The decision to stop the project reflects current uncertainties, including the lack of infrastructure to move Canadian crude oil to global commodity markets, according to a release from Shell.

“We are making changes to Shell’s portfolio mix by reviewing our longer-term upstream options worldwide, and managing affordability and exposure in the current world of lower oil prices,” said Chief Executive Officer Ben van Beurden in the release. “This is forcing tough choices at Shell.”

Shell first sanctioned the 80,000-barrel-per-day project in October 2013 and announced in March 2015 that the project would be re-phased to take advantage of the market downturn to optimize design and retender certain contracts, according to a release from Shell.

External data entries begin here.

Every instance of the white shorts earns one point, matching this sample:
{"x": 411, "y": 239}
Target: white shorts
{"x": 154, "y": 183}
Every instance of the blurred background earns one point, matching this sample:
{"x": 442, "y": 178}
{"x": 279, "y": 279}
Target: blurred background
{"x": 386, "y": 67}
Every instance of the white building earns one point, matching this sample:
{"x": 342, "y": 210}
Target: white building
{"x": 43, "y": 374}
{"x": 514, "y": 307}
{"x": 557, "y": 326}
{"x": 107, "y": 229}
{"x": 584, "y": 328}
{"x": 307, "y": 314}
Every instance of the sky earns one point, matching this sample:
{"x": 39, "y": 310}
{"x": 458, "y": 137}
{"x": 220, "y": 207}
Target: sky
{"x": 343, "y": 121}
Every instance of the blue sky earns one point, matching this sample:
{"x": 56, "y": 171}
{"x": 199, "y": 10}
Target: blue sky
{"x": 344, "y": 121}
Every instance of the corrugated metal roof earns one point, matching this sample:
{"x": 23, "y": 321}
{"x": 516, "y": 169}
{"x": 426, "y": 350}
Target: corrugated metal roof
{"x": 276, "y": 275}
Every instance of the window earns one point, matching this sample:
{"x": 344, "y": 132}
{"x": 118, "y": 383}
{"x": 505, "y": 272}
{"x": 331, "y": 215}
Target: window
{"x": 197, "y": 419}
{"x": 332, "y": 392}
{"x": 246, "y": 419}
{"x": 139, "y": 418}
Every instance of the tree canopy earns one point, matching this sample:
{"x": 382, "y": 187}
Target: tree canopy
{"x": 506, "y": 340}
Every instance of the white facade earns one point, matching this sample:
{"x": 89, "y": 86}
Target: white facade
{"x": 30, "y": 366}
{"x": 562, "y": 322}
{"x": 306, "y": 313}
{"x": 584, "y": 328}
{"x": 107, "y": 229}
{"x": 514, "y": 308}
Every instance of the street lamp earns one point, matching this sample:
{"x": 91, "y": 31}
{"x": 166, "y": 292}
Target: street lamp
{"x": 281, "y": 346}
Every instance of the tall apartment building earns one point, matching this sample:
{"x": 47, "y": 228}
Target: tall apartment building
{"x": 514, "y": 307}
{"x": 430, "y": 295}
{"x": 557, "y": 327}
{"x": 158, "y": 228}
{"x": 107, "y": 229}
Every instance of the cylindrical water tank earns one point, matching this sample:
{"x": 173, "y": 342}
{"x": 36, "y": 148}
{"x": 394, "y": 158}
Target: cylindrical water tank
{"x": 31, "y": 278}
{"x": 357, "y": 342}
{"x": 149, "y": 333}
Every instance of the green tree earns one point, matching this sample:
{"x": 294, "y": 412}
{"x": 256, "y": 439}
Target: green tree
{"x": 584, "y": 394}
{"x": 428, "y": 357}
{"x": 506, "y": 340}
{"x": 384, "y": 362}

After a review of the potential design options, updated costs and the company’s capital priorities, Shell representatives said that the project does not rank in its portfolio at this time.

Shell said it will retain the Carmon Creek leases and preserve some equipment while continuing to study the options for the asset, which is 100 percent owned by Shell. The company expects to see net impairment, contract provision, and redundancy and restructuring charges of around $2 billion as a result of this decision with the third quarter 2015 results, which will be included as an identified item. Two days after the Carbon Creek news was announced, Shell also released its third quarter 2015 earnings at a loss of $6.1 billion. Last year at this time the company was seeing a gain of $5.3 billion.

The project SEC Proved Reserves estimated at 418 million barrels bitumen at the end of 2014 will be de-booked, and the project estimated recoverable petroleum resources will be classified as contingent resources.